If someone is experiencing these episodes, they need to let their doctors know, says Ohayon. An episode can cause violent behavior during sleep, according to the study.
"You can hurt yourself physically, hurt someone (else). You wake up irritable and possibly violent." He compares it to waking up in a hotel room - you don't know where you are or what hour it is, so your reaction or responses to the environment are not adapted.
Ohayon says shift workers, such as doctors or pilots, who nap during work and can be awakened suddenly, should block at least 15 minutes of time for their bodies to truly wake up before, say, taking command of a plane or making life-or-death decisions.
The study found that 84% of those with sleep drunkenness disorder also had another sleep disorder, a mental health disorder or were taking psychotropic drugs such as antidepressants. Less than 1% of the people with sleep drunkenness had no known cause or related condition.
Dr. David Alexander Schulman, director of the sleep lab at Emory University in Atlanta, says having these episodes isn't uncommon. "Fifteen percent sounds shocking," but when you think about it, most of us have had these type experiences.
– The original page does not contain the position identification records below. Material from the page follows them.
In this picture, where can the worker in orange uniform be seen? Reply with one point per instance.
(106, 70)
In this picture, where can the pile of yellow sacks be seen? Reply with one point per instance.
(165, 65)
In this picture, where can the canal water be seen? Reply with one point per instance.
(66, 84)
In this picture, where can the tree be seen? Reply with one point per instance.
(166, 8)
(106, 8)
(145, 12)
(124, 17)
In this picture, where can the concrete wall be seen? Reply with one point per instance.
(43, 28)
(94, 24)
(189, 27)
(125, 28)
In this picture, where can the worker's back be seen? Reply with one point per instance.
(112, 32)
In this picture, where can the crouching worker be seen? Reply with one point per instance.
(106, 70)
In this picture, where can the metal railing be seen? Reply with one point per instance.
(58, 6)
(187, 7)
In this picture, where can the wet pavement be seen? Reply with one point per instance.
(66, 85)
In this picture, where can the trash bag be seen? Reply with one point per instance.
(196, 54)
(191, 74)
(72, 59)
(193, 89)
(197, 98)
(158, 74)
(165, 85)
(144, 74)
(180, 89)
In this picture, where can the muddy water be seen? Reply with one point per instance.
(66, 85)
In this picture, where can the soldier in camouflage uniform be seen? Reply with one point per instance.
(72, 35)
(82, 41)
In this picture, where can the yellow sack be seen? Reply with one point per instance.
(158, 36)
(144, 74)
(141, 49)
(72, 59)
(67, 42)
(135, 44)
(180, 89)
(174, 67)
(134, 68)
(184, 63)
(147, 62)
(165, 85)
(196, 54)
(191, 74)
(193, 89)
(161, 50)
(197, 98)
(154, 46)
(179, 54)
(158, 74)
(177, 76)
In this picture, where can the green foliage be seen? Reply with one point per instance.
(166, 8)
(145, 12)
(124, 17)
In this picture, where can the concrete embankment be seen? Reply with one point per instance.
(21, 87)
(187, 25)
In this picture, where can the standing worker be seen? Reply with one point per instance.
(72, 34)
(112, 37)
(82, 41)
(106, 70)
One of the things that can make confusion arousal worse is sleep deprivation. Schulman says it's well known that American's don't sleep enough. "If you are getting less than 6 hours a night, and you are having confusional arousal, then the first thing you need to do is try getting more sleep," he says.
Schulman was skeptical of the number of participants whose episodes lasted more than 15 minutes. While he says these episodes can be common and often funny, most people don't continue to talk into the phone for 15 minutes when their alarm clock is going off.
"I'd be surprised if the episode lasted more than 15 minutes," he said. "That's one of the struggles with a subjective survey."